Let $P\in K[X_1,\dots,X_n]$ be a homogeneous polynomial. It then defines an affine variety $X=V(P)\subset \mathbb{A}^n_K$ like any polynomial, but also a projective variety $Y\subset \mathbb{P}^{n-1}_K$ by virtue of being homogeneous.
The restriction of $\mathbb{A}^n_K\setminus \{0\}\to \mathbb{P}^{n-1}_K$ is a surjective morphism $X\setminus \{0\} \to Y$. My question is: what is the geometric nature of this map? It is not quite a vector bundle because we took out $0$. Should I call it a fibration of some sort?
And more importantly to me, what does this yield on the level of functions fields? It seems rather clear to me that $K(X)$ is an extension of $K(Y)$ of transcendance degree $1$, but is it a purely transcendental extension in general? Even for the case of conics (so $X\subset \mathbb{A}^3_K$ and $Y\subset \mathbb{P}^2_K$ have degree $2$) I'm not quite sure I can answer that.

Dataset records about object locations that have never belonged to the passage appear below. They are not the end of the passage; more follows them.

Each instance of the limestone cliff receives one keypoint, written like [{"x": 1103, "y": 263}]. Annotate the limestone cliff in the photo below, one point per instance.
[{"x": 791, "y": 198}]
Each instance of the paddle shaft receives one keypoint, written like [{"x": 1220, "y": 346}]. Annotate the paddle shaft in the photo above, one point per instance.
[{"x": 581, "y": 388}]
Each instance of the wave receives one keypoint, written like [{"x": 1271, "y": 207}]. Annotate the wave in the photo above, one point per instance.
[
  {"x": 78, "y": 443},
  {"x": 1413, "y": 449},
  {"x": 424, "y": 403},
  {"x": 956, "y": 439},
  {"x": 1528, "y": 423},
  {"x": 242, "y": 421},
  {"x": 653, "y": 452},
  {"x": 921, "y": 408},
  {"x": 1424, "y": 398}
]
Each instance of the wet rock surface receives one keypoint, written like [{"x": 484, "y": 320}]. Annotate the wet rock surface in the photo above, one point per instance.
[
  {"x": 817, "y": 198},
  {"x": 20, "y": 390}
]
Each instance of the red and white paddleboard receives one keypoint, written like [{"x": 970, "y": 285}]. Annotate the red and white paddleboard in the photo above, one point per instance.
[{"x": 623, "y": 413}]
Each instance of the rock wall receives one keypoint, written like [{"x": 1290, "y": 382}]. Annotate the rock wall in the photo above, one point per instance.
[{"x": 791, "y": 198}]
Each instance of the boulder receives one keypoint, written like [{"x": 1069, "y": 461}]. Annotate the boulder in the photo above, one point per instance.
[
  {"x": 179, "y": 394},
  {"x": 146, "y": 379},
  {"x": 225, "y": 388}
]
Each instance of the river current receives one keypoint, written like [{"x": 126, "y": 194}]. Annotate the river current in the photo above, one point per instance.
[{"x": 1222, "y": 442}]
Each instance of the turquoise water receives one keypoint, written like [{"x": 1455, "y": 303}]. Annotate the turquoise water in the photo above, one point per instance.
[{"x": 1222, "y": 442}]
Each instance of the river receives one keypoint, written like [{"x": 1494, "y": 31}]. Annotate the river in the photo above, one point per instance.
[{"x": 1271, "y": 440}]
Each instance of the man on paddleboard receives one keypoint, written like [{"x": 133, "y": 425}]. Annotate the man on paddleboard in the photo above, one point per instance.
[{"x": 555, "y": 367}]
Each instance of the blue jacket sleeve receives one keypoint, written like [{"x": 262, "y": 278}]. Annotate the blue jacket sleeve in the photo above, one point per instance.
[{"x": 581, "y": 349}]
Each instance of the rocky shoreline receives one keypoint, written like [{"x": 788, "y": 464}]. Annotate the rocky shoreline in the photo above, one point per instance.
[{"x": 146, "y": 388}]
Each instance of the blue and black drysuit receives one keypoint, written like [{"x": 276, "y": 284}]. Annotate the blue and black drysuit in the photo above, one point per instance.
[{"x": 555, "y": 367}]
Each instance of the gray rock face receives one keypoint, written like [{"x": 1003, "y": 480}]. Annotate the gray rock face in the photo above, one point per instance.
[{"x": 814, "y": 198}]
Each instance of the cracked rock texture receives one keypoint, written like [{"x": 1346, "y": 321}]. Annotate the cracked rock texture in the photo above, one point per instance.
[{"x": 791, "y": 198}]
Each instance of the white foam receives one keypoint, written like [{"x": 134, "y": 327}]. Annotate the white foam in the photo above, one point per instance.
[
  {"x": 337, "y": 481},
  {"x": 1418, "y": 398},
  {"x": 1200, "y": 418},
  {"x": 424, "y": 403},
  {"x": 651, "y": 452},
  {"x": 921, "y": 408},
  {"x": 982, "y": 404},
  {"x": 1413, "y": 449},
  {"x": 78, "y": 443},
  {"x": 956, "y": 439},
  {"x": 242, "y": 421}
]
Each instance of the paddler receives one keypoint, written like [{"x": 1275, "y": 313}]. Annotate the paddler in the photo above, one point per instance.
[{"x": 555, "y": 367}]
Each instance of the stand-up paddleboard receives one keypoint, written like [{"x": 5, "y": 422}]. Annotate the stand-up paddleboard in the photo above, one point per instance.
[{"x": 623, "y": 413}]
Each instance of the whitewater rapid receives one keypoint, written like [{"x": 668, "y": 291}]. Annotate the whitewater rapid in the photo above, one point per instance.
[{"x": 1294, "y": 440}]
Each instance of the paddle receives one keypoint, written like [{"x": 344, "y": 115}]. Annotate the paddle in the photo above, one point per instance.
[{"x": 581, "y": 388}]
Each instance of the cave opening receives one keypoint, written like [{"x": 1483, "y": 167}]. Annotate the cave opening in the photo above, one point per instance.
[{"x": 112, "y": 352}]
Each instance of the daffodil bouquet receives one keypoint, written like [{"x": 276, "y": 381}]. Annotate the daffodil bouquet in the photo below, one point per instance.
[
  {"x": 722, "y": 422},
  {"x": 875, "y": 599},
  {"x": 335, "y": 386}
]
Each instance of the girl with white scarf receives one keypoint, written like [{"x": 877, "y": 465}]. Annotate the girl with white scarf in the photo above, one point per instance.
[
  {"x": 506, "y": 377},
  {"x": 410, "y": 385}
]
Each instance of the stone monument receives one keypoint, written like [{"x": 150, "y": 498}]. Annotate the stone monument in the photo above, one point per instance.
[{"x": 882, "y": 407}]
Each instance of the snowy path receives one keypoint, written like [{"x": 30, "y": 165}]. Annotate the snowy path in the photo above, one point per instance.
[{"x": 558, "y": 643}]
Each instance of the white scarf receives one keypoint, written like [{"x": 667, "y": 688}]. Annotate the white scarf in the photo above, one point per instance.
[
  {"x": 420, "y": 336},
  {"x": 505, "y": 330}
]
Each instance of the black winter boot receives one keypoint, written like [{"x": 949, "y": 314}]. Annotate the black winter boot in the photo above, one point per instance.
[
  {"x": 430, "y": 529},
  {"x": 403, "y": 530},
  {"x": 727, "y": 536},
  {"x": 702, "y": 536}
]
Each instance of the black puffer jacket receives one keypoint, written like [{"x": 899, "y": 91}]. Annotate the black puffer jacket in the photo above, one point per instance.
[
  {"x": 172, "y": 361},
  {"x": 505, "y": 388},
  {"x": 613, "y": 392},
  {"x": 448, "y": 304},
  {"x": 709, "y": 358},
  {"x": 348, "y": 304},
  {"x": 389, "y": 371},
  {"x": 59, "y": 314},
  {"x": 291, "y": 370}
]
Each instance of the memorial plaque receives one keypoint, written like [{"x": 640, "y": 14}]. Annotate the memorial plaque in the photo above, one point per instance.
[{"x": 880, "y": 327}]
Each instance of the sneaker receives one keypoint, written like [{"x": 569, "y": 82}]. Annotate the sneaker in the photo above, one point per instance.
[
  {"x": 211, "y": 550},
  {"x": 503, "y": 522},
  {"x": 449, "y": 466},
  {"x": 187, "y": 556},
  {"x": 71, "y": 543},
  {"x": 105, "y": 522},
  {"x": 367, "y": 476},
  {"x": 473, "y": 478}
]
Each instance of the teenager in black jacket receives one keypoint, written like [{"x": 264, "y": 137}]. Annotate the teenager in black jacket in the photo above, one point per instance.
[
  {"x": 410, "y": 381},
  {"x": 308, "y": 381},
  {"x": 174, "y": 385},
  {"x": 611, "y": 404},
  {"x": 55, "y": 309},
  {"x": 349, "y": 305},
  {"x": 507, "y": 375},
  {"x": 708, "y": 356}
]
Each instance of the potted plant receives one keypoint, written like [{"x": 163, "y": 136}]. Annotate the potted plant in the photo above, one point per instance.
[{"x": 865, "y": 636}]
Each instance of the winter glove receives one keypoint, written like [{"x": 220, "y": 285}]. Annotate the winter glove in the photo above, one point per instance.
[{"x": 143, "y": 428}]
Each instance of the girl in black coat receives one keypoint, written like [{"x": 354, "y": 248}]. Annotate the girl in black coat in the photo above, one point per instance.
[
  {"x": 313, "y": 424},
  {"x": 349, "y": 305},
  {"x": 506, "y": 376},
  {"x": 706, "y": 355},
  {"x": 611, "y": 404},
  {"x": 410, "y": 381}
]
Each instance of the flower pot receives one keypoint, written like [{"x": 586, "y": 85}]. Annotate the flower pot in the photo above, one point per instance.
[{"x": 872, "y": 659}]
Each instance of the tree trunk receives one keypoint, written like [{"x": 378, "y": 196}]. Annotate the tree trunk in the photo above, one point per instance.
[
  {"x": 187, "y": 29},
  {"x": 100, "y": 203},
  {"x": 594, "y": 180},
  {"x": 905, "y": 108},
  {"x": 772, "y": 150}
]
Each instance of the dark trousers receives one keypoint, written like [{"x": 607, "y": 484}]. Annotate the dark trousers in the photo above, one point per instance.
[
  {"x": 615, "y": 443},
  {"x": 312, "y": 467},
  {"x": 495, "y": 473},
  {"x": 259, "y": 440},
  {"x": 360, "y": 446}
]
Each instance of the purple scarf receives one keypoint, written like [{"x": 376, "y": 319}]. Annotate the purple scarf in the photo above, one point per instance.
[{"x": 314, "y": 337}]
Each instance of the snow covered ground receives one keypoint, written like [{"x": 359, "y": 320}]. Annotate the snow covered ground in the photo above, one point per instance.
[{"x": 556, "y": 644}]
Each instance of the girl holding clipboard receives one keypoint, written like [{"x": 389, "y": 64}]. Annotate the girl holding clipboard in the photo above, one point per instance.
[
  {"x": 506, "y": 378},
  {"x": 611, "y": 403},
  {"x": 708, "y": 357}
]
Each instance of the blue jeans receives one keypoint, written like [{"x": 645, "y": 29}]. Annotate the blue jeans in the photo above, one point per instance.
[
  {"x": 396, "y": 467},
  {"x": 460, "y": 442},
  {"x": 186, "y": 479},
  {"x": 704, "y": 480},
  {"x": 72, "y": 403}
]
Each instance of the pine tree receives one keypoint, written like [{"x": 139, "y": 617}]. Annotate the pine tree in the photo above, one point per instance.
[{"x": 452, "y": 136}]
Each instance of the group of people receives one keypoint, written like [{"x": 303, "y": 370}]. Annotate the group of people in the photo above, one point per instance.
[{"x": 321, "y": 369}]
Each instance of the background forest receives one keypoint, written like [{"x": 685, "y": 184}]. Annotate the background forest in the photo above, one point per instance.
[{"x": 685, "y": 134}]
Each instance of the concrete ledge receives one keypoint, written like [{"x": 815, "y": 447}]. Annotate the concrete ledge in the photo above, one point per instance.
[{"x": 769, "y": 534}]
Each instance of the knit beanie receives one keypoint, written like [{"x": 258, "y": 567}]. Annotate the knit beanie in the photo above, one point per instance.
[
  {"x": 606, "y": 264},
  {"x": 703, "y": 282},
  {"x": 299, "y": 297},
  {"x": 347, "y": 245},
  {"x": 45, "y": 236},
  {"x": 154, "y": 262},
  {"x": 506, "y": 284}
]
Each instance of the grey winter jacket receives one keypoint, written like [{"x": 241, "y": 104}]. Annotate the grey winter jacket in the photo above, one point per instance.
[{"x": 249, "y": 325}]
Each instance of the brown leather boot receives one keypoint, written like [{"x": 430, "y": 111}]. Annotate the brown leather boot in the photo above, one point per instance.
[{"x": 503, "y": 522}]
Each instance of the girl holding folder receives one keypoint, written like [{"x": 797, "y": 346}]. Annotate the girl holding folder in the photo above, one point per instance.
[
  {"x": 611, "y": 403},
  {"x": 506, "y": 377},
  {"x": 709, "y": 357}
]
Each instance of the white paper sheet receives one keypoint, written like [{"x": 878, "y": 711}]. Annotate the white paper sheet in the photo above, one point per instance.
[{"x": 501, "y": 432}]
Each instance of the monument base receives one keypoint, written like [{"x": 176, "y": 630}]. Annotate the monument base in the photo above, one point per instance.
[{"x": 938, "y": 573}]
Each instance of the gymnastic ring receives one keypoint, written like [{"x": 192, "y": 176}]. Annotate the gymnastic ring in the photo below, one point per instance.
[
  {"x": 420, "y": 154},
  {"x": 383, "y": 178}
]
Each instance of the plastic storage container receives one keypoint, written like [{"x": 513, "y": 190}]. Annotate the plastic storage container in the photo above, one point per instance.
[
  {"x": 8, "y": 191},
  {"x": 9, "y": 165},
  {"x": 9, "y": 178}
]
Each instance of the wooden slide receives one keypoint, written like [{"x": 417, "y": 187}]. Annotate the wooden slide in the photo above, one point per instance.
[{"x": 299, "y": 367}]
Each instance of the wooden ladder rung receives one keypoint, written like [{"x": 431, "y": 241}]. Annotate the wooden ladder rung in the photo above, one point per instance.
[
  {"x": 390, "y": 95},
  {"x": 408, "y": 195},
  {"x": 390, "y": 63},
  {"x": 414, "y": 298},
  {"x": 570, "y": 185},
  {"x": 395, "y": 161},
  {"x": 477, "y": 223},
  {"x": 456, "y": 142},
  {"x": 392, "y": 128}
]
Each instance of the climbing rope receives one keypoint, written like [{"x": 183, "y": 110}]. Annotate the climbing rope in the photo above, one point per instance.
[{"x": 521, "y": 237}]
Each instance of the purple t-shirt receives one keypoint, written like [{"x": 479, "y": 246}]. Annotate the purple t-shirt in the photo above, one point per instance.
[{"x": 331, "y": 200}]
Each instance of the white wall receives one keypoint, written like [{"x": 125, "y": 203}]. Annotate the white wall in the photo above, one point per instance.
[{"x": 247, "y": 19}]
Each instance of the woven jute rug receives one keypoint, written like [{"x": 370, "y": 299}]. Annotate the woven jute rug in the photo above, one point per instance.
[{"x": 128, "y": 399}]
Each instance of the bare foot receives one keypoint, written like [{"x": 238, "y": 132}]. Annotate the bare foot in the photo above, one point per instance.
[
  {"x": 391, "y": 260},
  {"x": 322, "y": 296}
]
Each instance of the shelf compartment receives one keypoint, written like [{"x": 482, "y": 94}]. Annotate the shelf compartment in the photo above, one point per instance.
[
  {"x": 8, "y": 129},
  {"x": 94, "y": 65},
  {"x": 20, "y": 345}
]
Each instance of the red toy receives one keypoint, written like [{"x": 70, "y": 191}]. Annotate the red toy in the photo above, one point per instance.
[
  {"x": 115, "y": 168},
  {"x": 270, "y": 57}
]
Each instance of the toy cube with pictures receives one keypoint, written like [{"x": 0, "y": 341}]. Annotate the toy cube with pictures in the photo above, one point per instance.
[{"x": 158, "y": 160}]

It suffices to analyze the situation affine-locally for both of these questions. Over $D(X_i)$, the map $\Bbb A^n\setminus\{0\} \to \Bbb P^{n-1}$ is the spectrum of $k[\frac{x_1}{x_i},\cdots,\frac{x_n}{x_i}]\to k[x_1,\cdots,x_n,x_i^{-1}]= k[\frac{x_1}{x_i},\cdots,\frac{x_n}{x_i},x_i,x_i^{-1}]$, so the fiber over each point is a copy of $\Bbb G_m$ and the function field extension is purely transcendental. This work just as well for any closed subvariety $X\subset \Bbb P^{n-1}$ with preimage $\pi^{-1}(X)\subset\Bbb A^n\setminus\{0\}$: if $I_i$ is the ideal of $X\cap D(X_i)$, then our map of rings over $D(X_i)$ becomes $k[\frac{x_1}{x_i},\cdots,\frac{x_n}{x_i}]/I_i \to k[\frac{x_1}{x_i},\cdots,\frac{x_n}{x_i},x_i,x_i^{-1}]/I_i[x_i,x_i^{-1}] \cong (k[\frac{x_1}{x_i},\cdots,\frac{x_n}{x_i}]/I_i)[x_i,x_i^{-1}]$.
As far as what to call this, a fibration is appropriate, or maybe you could call it a $\Bbb G_m$-bundle.